FC St. Pauli entlässt Roland Vrabec – Thomas Meggle wohl neuer Trainer

Einen Tag, nachdem Falko Götz beim FC Erzgebirge Aue seine Papiere bekam, ist die zweite Trainerentlassung in der 2. Bundesliga 2014/15 perfekt. Nach knapp zehn Monaten im Amt muss Roland Vrabec beim Kiez-Klub schon wieder seinen Hut nehmen.
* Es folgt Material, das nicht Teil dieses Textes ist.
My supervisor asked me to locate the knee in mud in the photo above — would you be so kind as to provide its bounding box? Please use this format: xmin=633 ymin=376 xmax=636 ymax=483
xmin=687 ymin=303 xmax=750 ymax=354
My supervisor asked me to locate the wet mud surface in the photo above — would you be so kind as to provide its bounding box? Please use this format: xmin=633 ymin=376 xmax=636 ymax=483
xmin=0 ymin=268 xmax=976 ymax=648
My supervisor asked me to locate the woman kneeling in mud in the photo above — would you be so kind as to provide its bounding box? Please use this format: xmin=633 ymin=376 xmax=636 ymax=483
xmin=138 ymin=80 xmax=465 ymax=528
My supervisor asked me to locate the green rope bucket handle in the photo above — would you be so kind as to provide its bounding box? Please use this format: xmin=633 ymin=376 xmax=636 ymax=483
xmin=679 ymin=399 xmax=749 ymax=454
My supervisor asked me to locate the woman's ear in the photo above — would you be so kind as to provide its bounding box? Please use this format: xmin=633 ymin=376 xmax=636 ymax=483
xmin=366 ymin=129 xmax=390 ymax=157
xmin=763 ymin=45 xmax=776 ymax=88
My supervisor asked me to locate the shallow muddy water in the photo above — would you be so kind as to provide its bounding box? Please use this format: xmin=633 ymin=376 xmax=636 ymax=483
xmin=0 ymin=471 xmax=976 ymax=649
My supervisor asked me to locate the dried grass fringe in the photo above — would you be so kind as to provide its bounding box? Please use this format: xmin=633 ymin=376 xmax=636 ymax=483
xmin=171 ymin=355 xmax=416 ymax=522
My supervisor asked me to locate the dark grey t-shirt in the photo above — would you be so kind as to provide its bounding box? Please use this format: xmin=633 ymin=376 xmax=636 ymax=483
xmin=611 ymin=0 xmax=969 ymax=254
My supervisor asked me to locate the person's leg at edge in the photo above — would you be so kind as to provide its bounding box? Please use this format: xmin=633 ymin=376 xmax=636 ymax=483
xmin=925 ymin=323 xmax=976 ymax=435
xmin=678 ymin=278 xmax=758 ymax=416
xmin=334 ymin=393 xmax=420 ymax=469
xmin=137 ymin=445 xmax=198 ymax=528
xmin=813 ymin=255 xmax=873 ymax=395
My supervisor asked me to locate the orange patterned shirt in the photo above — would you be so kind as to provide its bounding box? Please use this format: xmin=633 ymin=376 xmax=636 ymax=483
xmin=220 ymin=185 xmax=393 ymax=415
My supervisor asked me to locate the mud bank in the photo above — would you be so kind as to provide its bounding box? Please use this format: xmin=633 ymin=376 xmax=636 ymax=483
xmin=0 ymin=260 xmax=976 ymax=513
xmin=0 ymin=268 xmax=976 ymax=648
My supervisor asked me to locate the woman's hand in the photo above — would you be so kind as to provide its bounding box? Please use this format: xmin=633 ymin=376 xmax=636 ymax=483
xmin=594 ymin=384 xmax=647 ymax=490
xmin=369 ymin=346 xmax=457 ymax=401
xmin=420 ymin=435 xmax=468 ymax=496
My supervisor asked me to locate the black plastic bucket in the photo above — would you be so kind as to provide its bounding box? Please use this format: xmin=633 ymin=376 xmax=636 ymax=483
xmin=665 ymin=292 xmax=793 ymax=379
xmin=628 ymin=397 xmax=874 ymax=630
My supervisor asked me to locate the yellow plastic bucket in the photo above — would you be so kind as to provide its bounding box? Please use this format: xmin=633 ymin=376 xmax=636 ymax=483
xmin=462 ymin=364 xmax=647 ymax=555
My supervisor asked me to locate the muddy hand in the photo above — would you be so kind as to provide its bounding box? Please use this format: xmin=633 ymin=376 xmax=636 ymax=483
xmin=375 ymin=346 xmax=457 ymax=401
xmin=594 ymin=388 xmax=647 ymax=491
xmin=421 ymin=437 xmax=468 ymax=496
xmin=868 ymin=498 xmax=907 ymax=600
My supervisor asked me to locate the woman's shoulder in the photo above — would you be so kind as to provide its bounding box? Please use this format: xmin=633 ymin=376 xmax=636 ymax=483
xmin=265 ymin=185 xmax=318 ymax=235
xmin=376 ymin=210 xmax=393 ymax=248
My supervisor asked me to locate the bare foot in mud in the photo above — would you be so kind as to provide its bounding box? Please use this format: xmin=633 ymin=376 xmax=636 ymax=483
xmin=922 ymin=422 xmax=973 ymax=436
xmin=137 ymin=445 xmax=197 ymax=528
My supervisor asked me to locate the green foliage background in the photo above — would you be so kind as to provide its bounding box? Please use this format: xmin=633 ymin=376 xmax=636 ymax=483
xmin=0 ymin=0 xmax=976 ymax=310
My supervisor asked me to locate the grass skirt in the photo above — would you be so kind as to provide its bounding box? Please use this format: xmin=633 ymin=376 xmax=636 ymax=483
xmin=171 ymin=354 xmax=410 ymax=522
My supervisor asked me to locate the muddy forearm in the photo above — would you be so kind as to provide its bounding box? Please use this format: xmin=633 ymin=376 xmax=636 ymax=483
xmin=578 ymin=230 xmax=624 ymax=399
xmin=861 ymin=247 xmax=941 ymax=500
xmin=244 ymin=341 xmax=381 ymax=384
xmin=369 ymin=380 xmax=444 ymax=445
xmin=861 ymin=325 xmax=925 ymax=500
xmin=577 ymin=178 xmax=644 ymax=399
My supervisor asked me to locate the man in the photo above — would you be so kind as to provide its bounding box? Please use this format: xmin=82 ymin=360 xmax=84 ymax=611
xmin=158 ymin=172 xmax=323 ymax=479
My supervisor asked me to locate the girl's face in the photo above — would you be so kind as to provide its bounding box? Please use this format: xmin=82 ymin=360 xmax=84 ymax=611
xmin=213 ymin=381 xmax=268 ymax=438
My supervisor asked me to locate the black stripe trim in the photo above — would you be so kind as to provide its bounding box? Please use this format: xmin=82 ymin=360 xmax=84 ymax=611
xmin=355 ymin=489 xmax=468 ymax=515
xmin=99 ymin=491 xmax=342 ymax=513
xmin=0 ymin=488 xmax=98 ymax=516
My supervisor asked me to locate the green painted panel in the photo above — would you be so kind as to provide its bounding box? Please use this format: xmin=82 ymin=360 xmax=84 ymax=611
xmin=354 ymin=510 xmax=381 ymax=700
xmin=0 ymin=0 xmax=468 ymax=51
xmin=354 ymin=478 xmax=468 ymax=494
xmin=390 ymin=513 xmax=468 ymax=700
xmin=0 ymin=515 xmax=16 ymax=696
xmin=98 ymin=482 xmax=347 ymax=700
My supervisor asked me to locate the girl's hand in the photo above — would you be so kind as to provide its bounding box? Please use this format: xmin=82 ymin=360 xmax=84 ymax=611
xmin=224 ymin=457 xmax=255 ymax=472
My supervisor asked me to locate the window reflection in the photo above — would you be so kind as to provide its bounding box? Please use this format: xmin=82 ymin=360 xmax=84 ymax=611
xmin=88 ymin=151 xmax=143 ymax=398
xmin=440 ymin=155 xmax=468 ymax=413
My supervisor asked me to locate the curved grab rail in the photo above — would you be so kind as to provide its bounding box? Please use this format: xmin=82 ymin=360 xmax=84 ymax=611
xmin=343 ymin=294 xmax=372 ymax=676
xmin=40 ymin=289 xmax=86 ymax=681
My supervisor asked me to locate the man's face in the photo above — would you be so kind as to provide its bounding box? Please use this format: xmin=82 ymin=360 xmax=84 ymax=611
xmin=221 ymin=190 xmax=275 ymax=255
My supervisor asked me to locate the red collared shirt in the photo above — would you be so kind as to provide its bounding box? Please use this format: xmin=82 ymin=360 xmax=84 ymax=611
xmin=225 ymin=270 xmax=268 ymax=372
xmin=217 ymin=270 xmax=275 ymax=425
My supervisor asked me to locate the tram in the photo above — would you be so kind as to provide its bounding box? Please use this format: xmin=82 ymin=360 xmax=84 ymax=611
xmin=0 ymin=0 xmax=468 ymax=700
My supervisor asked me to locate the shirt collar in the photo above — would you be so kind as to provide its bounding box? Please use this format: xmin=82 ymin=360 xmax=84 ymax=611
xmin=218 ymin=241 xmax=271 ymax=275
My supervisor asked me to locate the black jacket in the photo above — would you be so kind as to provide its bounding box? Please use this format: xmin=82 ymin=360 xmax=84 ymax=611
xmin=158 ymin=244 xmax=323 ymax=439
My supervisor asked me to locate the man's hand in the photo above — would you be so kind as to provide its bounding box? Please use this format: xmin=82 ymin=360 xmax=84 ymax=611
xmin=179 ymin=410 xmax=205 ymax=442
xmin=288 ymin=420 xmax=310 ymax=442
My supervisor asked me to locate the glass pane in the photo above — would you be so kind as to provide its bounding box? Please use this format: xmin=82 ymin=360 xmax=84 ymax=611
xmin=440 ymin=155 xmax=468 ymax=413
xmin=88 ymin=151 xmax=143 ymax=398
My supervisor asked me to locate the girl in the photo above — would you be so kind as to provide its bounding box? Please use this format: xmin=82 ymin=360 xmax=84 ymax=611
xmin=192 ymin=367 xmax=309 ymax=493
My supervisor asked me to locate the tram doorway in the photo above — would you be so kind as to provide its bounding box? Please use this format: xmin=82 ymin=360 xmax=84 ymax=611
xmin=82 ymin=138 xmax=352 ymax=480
Der 40 Jahre alte Fußball-Lehrer, der nach anfänglichen Erfolgen im Herbst des vergangenen Jahres schon am Ende der letzten Saison in die Kritik geriet, konnte seine Chance letztlich nicht nutzen. St. Pauli startete zum erweiterten Kreis der Aufstiegsanwärter zählend mit nur vier Punkten aus den ersten vier Spielen, wobei der einzige Sieg gegen den SV Sandhausen (2:1) auch noch überaus glücklich zustande gekommen ist. Den Ausschlag zur Trennung dürfte bei den Verantwortlichen nun der desolate Auftritt am Montag bei der 0:3-Niederlage bei der SpVgg Greuther Fürth gegeben haben.
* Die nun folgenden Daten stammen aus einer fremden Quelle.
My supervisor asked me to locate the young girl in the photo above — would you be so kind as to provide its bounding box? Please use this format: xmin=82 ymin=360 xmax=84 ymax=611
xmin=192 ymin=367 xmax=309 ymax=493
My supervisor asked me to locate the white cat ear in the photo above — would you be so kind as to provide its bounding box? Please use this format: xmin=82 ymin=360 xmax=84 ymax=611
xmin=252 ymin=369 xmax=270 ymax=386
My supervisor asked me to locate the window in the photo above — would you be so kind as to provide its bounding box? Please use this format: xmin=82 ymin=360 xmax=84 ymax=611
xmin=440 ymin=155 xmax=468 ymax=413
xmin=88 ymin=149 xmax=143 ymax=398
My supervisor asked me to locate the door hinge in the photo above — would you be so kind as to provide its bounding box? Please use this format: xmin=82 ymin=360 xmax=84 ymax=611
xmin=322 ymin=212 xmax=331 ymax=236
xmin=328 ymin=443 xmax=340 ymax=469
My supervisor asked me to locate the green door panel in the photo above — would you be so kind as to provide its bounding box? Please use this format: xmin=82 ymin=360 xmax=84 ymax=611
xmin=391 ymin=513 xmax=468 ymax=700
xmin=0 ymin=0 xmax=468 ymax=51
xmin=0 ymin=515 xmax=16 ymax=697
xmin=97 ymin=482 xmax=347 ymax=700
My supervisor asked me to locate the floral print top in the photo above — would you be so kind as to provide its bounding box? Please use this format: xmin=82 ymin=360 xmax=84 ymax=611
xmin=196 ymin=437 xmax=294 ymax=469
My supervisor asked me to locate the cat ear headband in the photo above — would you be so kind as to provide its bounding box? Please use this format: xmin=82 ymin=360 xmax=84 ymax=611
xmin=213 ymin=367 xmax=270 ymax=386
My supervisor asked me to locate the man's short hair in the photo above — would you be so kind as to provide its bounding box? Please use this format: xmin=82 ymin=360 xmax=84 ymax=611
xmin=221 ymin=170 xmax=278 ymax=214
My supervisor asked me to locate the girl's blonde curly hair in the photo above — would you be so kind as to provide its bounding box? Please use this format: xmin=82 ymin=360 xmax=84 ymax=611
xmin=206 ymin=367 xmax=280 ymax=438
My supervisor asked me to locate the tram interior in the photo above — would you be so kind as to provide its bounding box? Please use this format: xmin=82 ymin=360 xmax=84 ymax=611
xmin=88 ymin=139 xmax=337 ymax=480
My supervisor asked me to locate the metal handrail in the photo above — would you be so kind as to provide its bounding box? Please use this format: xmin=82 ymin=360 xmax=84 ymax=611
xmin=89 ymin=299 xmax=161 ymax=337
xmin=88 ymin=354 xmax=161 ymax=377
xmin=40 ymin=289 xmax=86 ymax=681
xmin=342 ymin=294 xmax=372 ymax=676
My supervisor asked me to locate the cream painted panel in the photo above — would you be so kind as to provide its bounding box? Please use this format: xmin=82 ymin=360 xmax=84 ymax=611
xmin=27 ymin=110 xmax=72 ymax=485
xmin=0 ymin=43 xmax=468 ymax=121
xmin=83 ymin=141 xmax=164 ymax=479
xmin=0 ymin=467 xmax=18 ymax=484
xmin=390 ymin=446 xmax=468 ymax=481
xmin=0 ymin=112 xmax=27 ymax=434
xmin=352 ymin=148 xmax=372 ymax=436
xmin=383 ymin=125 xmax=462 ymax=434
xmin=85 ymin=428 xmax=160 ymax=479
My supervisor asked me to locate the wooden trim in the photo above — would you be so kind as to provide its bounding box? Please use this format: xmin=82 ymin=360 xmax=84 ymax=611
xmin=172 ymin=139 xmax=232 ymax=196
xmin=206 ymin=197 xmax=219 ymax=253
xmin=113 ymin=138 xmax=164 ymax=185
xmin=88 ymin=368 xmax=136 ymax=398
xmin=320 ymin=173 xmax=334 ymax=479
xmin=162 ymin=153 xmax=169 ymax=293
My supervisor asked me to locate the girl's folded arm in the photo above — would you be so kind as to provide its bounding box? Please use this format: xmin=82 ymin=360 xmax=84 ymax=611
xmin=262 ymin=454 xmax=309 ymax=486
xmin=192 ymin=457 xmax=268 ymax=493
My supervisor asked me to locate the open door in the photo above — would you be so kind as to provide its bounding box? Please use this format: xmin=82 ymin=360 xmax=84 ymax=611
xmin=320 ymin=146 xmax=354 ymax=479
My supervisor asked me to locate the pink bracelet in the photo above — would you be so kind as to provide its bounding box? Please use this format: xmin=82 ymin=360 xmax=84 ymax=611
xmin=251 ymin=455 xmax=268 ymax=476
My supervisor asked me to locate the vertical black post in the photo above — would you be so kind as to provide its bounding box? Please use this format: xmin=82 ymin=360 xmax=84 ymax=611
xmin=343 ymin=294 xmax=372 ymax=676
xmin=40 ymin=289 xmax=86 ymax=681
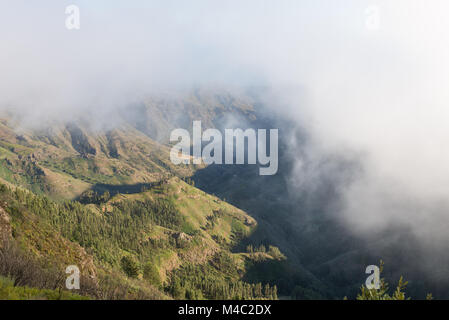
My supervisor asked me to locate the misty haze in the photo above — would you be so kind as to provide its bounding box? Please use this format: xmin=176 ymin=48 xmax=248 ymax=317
xmin=0 ymin=0 xmax=449 ymax=302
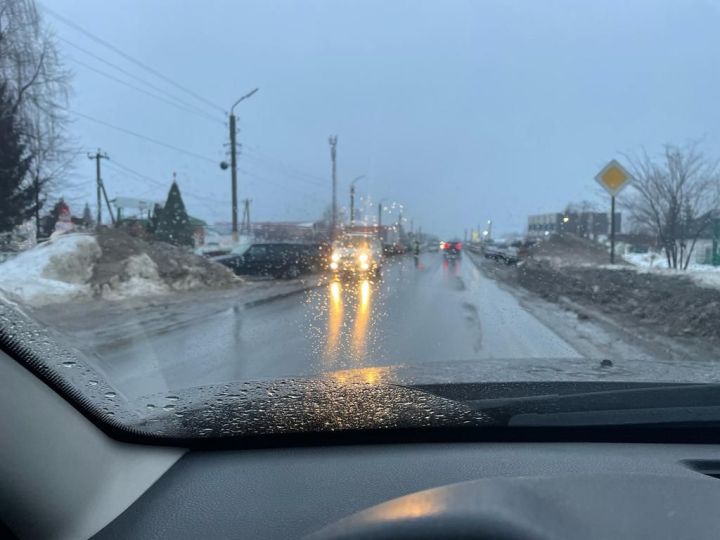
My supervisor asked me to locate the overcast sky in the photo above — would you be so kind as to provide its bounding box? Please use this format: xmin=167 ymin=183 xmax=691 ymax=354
xmin=40 ymin=0 xmax=720 ymax=236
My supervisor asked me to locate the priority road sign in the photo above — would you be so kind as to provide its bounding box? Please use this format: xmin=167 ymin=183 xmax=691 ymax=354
xmin=595 ymin=159 xmax=632 ymax=197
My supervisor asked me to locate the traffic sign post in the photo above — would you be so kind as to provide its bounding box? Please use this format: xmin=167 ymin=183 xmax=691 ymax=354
xmin=595 ymin=159 xmax=632 ymax=264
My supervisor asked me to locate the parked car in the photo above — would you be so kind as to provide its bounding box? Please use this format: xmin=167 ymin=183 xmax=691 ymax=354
xmin=213 ymin=242 xmax=327 ymax=278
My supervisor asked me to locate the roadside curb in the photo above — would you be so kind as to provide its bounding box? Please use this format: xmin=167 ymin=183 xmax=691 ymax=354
xmin=243 ymin=283 xmax=322 ymax=309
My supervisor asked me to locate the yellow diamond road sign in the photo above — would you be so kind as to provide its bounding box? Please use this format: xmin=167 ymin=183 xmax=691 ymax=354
xmin=595 ymin=159 xmax=632 ymax=197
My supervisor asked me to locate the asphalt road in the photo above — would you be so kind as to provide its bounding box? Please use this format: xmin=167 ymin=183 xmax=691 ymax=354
xmin=98 ymin=253 xmax=581 ymax=398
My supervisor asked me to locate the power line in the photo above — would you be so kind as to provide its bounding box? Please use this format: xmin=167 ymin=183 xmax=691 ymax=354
xmin=66 ymin=109 xmax=217 ymax=164
xmin=67 ymin=109 xmax=320 ymax=198
xmin=44 ymin=6 xmax=225 ymax=113
xmin=244 ymin=150 xmax=327 ymax=187
xmin=108 ymin=160 xmax=226 ymax=204
xmin=243 ymin=145 xmax=328 ymax=187
xmin=58 ymin=36 xmax=225 ymax=124
xmin=70 ymin=58 xmax=224 ymax=125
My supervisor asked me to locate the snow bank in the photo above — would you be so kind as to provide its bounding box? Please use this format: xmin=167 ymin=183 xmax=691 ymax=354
xmin=0 ymin=229 xmax=242 ymax=307
xmin=0 ymin=234 xmax=100 ymax=306
xmin=624 ymin=252 xmax=720 ymax=289
xmin=99 ymin=253 xmax=170 ymax=300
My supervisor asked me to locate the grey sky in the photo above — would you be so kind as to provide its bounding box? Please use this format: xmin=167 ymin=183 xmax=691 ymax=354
xmin=41 ymin=0 xmax=720 ymax=235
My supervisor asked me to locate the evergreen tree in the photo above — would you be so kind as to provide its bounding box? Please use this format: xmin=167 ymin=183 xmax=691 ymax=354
xmin=83 ymin=203 xmax=95 ymax=227
xmin=155 ymin=182 xmax=193 ymax=247
xmin=146 ymin=203 xmax=162 ymax=235
xmin=0 ymin=83 xmax=36 ymax=232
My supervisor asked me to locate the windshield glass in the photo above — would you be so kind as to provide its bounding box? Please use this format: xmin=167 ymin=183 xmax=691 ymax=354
xmin=0 ymin=0 xmax=720 ymax=435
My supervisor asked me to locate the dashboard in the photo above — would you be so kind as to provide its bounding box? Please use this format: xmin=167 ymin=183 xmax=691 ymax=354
xmin=0 ymin=352 xmax=720 ymax=540
xmin=95 ymin=443 xmax=720 ymax=539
Schon am heutigen Mittwochvormittag findet das erste Training nach der Fürth-Pleite ohne Vrabec statt. Stattdessen leitet mit Thomas Meggle der bisherige Coach der U23, der schon im Herbst 2012 kurzzeitig als Interimstrainer eingesprungen war, die Übungseinheit. Die offizielle Bestätigung steht zwar noch aus, doch Meggle wird wohl auch dauerhaft zum Cheftrainer ernannt. Der 39-Jährige, der seinen Vertrag erst kürzlich bis 2017 verlängert und im Sommer unter anderem Dynamo Dresden eine Absage erteilt hat, besitzt seit letztem Jahr die Fußball-Lehrer-Lizenz und gilt schon seit längerem als designierter Cheftrainer am Millerntor.
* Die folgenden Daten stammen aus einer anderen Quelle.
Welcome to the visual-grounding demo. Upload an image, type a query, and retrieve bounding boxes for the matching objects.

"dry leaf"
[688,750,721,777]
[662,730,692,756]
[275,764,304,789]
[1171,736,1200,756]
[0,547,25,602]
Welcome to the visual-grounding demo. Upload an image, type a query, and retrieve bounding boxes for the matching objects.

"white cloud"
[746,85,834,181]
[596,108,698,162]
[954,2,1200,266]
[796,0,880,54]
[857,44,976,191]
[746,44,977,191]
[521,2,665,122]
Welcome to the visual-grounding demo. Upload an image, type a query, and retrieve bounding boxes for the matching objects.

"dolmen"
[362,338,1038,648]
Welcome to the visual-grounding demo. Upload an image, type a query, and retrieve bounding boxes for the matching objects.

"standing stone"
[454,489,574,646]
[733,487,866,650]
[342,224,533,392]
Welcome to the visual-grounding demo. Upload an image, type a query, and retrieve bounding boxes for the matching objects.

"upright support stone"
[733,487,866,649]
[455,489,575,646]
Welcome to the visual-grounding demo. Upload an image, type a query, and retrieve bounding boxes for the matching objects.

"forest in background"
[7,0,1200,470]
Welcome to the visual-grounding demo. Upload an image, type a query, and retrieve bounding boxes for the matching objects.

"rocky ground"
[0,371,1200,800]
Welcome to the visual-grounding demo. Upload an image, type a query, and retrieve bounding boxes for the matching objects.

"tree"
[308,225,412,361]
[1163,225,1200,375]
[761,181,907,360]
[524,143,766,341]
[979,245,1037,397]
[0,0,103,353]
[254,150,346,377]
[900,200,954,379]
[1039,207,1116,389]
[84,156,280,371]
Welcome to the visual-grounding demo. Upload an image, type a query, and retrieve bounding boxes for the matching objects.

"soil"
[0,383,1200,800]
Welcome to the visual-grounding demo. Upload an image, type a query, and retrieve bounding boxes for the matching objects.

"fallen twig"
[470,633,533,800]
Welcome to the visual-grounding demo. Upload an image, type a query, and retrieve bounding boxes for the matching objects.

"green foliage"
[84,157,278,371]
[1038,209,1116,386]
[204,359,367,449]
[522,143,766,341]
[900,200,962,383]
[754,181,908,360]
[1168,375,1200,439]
Ebenfalls als Kandidat gehandelt wurde der arbeitslose Mike Büskens, mit dem St. Paulis Sportdirektor Rachid Azzouzi schon in Fürth erfolgreich zusammengearbeitet hatte. Weil Azzouzi nach der zumindest bislang nicht gelungenen Transferpolitik der letzten beiden Jahre aber selbst nicht mehr unumstritten ist, dürften die übrigen Verantwortlichen klar für Meggle votiert haben. Damit wird zumindest ausgeschlossen, dass Azzouzi noch mehr in die Schusslinie rückt, sollte es auch künftig nicht rund laufen.